Breast cancer is highly aggressive and is the leading cause of cancer-related mortality in women in developed countries. The ETS proto-oncogene 1 (Ets1) has versatile roles during the cellular processes of cancer development. It is often highly expressed in breast cancers and mediates migration and invasion of human breast cancer cells. However, underlying mechanisms of Ets1 gene expression is still ambiguous. Here, we identified a core-regulatory element (CRE) located in the Ets1 promoter region (−540/−80 bp from TSS) that contains elements responsible for associating with NFATs and NF-κBs. Compared with the less metastatic breast cancer cells, metastatic breast cancer cells (MDA-MB-231) show open chromatin configurations in the CRE, which facilitates direct binding of NFATc2 and/or NFKB1/RELA complex to trans-activate Ets1 transcription. Moreover, enhanced level of Nfatc2 and Nfkb1 positively correlated with Ets1 expression in the human breast cancer specimens.
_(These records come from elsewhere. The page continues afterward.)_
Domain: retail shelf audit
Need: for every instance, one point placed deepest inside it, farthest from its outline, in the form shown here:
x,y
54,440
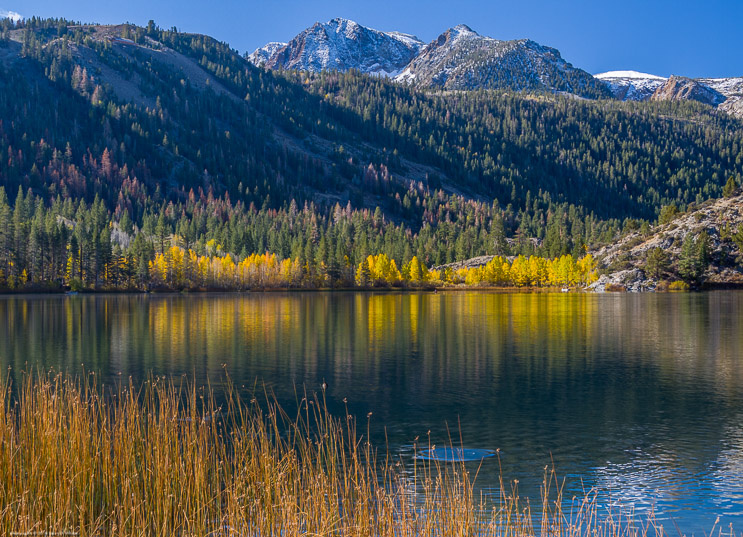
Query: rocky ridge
x,y
341,44
461,59
724,93
623,263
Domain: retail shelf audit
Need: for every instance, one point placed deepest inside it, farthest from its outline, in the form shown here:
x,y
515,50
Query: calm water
x,y
638,395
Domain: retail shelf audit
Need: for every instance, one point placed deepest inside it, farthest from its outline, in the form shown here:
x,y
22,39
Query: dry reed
x,y
162,458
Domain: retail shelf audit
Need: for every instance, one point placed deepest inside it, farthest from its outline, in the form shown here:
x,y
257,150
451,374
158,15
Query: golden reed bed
x,y
161,458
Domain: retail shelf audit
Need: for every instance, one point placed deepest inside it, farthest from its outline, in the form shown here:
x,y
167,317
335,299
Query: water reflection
x,y
638,395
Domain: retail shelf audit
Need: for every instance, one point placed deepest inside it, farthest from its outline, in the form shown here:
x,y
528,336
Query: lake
x,y
638,395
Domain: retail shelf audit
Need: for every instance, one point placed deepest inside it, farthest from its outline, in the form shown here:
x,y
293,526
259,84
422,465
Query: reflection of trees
x,y
528,372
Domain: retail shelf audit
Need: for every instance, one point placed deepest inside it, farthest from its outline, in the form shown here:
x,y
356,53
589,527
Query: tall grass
x,y
162,458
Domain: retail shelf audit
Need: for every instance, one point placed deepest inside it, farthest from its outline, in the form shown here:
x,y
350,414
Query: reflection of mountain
x,y
636,391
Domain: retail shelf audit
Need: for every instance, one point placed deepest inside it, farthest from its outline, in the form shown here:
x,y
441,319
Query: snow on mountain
x,y
462,59
628,74
726,93
631,85
341,44
261,55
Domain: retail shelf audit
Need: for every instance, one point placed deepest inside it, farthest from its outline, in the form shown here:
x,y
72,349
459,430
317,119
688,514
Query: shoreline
x,y
378,290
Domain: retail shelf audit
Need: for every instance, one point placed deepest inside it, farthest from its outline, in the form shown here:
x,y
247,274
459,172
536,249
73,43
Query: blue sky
x,y
663,37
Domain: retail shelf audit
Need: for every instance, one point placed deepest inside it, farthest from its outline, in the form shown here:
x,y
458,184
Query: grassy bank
x,y
164,459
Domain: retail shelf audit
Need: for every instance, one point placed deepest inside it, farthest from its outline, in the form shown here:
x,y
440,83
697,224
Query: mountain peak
x,y
464,29
342,44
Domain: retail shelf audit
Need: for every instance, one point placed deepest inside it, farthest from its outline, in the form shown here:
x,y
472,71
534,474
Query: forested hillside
x,y
122,140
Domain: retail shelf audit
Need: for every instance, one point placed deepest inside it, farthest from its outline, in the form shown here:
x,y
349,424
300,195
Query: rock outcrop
x,y
623,263
679,88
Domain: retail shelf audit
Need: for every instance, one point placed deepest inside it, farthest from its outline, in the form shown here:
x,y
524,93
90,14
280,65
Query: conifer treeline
x,y
79,247
182,164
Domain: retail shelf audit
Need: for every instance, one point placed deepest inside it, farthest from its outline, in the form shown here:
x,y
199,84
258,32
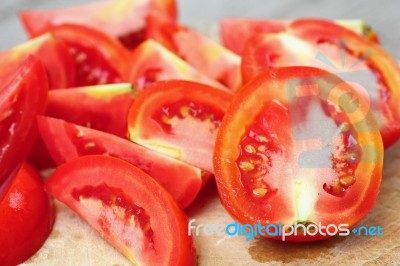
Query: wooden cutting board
x,y
73,242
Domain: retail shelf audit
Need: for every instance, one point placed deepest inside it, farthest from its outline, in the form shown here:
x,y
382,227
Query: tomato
x,y
123,19
236,31
67,141
206,55
99,58
27,217
126,207
298,145
22,96
180,119
327,45
54,55
153,62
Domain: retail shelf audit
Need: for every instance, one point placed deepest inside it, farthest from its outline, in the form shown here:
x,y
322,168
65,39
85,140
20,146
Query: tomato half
x,y
23,95
152,62
54,55
298,145
66,141
123,19
206,55
180,119
327,45
126,207
26,217
236,31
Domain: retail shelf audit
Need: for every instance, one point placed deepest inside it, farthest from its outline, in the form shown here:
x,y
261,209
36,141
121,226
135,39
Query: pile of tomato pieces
x,y
136,113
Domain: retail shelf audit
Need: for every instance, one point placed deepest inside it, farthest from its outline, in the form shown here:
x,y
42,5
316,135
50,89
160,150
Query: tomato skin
x,y
147,126
22,96
66,141
265,91
85,179
152,62
27,217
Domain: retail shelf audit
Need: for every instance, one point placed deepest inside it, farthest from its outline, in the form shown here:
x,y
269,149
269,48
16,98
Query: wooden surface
x,y
72,242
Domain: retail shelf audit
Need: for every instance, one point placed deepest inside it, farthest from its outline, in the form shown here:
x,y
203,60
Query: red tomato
x,y
27,217
152,62
54,55
180,119
67,141
99,58
327,45
298,145
123,19
206,55
126,207
23,95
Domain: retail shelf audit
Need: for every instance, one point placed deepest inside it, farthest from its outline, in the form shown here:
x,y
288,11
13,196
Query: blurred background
x,y
383,16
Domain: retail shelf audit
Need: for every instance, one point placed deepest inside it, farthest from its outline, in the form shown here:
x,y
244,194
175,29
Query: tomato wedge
x,y
206,55
22,96
27,217
152,62
236,31
99,58
298,145
180,119
54,55
327,45
126,207
66,141
123,19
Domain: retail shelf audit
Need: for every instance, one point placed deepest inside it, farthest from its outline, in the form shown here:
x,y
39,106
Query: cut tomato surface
x,y
329,46
66,141
179,119
126,207
206,55
99,58
298,145
54,55
23,95
27,217
152,62
123,19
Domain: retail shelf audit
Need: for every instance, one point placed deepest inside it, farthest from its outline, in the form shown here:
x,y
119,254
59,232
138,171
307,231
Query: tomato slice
x,y
206,55
99,58
123,19
126,207
236,31
66,141
54,55
27,217
22,96
179,119
152,62
327,45
298,145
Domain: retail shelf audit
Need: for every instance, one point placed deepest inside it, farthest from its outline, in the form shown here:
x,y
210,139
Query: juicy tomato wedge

Deletion of the CRE region by CRISPR/Cas9 system resulted in significant reduction in Ets1 expression, which led to alterations of Ets1-mediated transcription programs including tumor invasiveness-related genes. Proper regulation of Ets1 gene expression by targeting the NFATc2 and NFKB1/RELA interaction could be a potential therapeutic target for Ets1-mediated metastatic breast cancer.

乳腺癌具有很高的侵袭性，并且是发达国家女性与癌症相关的死亡率的主要原因。ETS原癌基因1（Ets1）在癌症发展的细胞过程中具有多种作用。它通常在乳腺癌中高表达，并介导人类乳腺癌细胞的迁移和侵袭。但是，Ets1的潜在机制基因表达仍然是模棱两可的。在这里，我们确定了位于Ets1启动子区域（距TSS为-540 / -80 bp）的核心调控元件（CRE），其中包含负责与NFAT和NF-κB关联的元件。与转移性较低的乳腺癌细胞相比，转移性乳腺癌细胞（MDA-MB-231）在CRE中显示出开放的染色质构型，这有助于NFATc2和/或NFKB1 / RELA复合物直接结合以反式激活Ets1转录。此外，增强的水平NFATC2和NFKB1与人类乳腺癌标本中的Ets1表达呈正相关。CRISPR / Cas9系统删除CRE区导致Ets1表达显着减少，从而导致Ets1介导的转录程序（包括肿瘤侵袭相关基因）发生变化。通过靶向NFATc2和NFKB1 / RELA相互作用正确调节Ets1基因表达可能是Ets1介导的转移性乳腺癌的潜在治疗靶点。